About his business sense, noting that Ullico is the only Labor-owned financial services company, the governor added: “What Ed set out to accomplish at Ullico was more than just innovative — it was a stroke of genius. Billions of dollars and tens of thousands of union jobs, all thanks to Ed who believed that private investment and the Labor Movement could work together to better the lives of working families.”

“Ed Smith ended every day with a question his father taught him to ask: ‘Who have I helped today?’  Over the course of his life, Ed helped hundreds of thousands build better lives for themselves and their families,” said Terry O’Sullivan, Ullico’s newly-elected chairman of the Board and LiUNA general President Emeritus.

Brandon Flinn, Missouri-Kansas Laborers District Council business manager, noted the memorial turnout for his friend was “unbelievable, many hundreds over the afternoon.”

“Ed was always there for anyone who needed help – union members in the field, public officials, Labor leaders like myself, who could call him at any hour of the day or night or on weekends and he’d take your call. If someone had a really difficult issue, they could count on Ed to offer practical, sound advice that made sense.”

Flinn added that people sought Ed’s advice not only for local issues, but the “big picture, national issues that could impact working brothers and sisters everywhere.

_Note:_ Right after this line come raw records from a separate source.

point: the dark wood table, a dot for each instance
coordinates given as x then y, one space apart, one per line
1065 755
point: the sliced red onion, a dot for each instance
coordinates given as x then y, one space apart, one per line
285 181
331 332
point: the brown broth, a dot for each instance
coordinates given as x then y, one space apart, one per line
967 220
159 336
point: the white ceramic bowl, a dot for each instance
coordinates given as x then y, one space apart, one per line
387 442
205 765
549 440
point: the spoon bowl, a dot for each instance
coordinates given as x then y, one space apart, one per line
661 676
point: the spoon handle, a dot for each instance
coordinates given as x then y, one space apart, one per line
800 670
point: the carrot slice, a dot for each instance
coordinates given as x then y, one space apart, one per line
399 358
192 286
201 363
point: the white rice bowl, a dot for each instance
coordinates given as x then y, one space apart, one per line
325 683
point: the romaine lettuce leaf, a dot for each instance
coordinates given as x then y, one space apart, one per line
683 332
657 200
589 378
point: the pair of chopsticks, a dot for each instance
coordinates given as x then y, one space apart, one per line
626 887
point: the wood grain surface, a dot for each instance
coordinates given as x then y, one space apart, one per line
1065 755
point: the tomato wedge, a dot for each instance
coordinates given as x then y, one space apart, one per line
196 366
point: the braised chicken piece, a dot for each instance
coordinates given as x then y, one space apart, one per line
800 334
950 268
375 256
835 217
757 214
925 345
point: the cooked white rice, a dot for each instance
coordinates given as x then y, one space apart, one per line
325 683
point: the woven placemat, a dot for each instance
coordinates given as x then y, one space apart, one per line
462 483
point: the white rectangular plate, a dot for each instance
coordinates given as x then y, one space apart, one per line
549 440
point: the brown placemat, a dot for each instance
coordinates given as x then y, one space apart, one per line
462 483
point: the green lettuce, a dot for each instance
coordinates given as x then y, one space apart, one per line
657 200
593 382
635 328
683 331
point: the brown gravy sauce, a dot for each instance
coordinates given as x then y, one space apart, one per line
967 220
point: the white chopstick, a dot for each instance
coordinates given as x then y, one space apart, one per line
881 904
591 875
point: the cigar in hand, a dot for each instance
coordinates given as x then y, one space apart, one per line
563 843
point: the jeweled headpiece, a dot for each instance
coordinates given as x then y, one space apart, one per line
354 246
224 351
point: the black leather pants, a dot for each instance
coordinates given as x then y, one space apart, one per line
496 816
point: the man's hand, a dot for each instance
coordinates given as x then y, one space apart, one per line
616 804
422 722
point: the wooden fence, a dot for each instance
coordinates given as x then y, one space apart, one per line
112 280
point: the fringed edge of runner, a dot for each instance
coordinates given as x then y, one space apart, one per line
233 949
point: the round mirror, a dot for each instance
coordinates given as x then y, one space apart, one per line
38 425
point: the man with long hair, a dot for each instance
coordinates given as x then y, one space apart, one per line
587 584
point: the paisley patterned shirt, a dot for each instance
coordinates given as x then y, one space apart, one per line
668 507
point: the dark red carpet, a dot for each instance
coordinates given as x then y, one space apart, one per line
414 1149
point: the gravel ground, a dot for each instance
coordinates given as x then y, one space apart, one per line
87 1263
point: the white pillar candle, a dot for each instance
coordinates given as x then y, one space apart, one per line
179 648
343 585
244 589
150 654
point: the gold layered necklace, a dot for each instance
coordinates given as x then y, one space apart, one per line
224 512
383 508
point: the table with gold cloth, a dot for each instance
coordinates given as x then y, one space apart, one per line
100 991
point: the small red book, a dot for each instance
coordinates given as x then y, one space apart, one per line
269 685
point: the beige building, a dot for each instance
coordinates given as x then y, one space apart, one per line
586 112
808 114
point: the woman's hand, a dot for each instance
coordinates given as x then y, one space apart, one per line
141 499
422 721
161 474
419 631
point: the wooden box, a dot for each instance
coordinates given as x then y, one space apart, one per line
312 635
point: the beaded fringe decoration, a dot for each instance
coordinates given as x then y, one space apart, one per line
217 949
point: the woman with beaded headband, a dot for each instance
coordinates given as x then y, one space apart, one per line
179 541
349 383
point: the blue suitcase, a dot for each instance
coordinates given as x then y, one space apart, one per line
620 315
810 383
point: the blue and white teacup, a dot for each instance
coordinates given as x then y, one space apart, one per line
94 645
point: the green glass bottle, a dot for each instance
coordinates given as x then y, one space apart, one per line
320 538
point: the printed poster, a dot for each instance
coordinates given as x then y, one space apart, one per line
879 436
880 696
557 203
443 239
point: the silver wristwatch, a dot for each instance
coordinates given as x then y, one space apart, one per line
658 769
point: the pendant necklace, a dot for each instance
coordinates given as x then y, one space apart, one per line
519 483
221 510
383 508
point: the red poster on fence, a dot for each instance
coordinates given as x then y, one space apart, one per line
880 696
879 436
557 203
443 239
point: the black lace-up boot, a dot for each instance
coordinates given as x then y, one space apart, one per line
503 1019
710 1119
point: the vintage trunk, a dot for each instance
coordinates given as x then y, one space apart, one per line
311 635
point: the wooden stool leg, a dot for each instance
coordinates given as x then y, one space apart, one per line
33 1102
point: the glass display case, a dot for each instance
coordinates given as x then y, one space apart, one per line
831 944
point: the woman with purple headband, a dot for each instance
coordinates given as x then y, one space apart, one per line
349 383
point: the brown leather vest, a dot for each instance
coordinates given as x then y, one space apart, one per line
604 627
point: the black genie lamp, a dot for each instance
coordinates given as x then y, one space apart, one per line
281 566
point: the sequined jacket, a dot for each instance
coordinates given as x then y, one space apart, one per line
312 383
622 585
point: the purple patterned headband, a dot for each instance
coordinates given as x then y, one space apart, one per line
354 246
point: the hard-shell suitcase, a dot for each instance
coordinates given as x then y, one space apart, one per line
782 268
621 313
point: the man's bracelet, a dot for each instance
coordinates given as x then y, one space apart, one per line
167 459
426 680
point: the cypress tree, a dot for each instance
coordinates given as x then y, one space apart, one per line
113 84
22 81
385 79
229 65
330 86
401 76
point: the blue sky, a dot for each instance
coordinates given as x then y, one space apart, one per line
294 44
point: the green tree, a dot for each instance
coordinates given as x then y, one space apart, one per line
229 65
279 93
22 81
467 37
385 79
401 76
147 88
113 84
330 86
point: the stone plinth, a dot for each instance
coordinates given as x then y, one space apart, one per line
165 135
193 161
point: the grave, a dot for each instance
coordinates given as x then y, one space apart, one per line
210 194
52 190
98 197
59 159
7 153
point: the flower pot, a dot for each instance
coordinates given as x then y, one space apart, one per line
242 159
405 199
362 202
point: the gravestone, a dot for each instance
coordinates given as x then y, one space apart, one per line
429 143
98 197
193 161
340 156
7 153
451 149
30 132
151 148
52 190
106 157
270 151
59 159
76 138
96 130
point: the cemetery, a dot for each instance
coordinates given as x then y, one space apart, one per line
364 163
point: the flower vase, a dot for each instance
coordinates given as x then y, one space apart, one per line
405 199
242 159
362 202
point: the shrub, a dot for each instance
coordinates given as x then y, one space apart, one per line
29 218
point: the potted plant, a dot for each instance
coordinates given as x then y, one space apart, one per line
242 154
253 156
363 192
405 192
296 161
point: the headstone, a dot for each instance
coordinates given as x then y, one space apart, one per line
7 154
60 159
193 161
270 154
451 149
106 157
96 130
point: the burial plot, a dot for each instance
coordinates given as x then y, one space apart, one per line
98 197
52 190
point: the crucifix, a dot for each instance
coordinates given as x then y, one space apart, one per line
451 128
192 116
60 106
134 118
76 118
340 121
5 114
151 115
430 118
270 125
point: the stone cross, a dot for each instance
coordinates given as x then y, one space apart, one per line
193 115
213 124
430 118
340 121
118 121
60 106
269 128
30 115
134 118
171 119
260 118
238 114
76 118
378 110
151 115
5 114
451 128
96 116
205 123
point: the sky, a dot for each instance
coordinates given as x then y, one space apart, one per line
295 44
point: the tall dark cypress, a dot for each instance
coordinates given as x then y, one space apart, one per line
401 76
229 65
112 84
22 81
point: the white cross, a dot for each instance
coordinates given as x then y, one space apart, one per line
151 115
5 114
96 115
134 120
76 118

He was one helluva man…people looked to him for guidance, and no one was ever turned away.”

Added Congresswoman Nikki Budzinski (D-Ill.): “Let us always remember the spirit of generosity, kindness, dedication and wisdom that he gave to the world—and the work he did throughout his life to advance the Labor Movement and the cause of working people across our country.”

Memorial services were held in the Edward M. Smith Gymnasium at Shawnee Community College. He is survived by his wife Betty and their children Jordan and Matt. The ceremony, at which Nathan Cherry, pastor of Victory Dream Center, presided, was followed by a private burial service.

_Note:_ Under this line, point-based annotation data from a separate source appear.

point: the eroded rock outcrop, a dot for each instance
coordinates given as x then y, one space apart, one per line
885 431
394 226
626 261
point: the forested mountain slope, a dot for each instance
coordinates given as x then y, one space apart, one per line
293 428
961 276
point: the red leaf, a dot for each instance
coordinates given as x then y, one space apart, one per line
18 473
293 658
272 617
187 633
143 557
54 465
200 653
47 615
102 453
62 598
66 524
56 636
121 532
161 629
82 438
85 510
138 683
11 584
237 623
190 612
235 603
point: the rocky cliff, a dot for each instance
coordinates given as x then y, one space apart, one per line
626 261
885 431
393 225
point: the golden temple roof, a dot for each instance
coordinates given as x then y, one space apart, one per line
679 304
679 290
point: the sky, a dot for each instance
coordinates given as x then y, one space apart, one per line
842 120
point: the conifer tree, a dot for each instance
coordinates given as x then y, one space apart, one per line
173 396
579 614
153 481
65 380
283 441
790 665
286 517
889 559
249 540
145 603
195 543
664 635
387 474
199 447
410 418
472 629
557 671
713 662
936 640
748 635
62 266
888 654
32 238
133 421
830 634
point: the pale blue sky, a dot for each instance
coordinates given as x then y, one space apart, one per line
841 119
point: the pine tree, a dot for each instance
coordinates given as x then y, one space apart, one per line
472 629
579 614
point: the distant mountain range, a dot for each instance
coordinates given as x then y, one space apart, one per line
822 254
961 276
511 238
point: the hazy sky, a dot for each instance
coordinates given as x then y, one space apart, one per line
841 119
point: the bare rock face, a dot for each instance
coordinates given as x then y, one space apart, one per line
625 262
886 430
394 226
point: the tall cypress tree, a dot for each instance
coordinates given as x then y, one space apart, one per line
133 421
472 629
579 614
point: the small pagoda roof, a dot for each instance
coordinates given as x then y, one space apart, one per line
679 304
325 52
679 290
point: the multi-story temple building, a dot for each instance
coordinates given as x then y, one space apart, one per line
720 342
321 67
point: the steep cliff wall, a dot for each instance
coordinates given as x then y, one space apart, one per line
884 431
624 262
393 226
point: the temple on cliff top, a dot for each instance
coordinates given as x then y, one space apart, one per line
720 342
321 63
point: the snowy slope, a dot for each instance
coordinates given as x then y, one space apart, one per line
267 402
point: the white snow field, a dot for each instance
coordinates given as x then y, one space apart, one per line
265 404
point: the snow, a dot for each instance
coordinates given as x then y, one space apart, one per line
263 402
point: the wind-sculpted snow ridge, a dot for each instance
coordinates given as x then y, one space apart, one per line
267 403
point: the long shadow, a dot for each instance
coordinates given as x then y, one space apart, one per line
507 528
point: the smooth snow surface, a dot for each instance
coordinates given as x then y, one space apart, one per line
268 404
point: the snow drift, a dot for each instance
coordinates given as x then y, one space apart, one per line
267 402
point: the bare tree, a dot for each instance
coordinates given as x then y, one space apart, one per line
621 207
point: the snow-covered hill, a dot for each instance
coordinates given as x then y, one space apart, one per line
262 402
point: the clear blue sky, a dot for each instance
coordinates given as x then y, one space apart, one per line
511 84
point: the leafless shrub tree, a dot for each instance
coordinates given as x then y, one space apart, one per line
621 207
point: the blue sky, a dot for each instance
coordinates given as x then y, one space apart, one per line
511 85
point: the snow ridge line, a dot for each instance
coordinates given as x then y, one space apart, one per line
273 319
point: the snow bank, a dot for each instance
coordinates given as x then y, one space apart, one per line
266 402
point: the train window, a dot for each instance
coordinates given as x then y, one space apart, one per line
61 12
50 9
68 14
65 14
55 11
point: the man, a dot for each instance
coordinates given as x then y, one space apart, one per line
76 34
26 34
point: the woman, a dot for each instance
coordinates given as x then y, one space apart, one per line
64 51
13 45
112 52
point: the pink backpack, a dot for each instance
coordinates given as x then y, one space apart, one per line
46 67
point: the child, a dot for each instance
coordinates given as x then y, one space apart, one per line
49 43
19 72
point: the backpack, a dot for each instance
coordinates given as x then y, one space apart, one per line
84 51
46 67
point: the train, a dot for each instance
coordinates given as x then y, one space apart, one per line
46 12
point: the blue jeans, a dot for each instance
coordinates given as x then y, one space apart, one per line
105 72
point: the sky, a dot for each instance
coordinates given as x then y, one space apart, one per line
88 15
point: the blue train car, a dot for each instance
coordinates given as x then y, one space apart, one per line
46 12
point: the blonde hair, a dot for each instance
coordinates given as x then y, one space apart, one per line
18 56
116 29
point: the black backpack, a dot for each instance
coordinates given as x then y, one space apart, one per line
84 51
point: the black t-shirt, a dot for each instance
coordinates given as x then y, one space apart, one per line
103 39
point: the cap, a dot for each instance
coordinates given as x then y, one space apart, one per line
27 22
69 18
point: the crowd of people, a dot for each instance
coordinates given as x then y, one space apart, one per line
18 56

(Some information for this story provided by Ullico Communications Dept.)

Rest in peace brother Ed Smith

Ed Smith, 70, born in Cairo, Ill., began his career as a union laborer at the age of 13, following in the footsteps of his father Connell who was the business manager of Laborers Local 773, Marion, Ill. At the age of 21 Ed was elected Local 773’s business manager to succeed his dad.

Noted the Ullico announcement of his death: “…he thought of the Labor Movement as his calling rather than a job.”

Said Governor JB Pritzker at the Smith memorial service Jan. 13, “Everyone here know that Labor was in Ed’s blood. It wasn’t about making his father proud — although I have no doubt he was. It was about genuinely helping people — serving the community that raised  him. And nothing was going to get in young Ed’s way.”

The first member of LiUNA to graduate from the National Labor College and a graduate of the Harvard University Trade Union Program, Brother Smith served as business manager of the Southern Illinois Laborers District Council (where he led 40 organizing campaigns across Southern Illinois in the 70s and 80s, expanding the region from three to 10 states), chairman of the Central Laborers’ Pension Fund, International Vice President and Midwest Regional Manager (serving over 58,000 members), and ultimately as assistant to the General President. He earned a seat on the LiUNA Executive Board and an appointment to the Illinois State Board of Investments—eventually becoming its chairman.

In 2008 Brother Smith took over a financially troubled Ullico as its president, ultimately creating the nation’s only union-owned insurance and investment company where unions’ pension funds would be invested with companies and real estate investments across America that benefitted union members.

In 2011 he was elected the company’s CEO, a position he held till his death.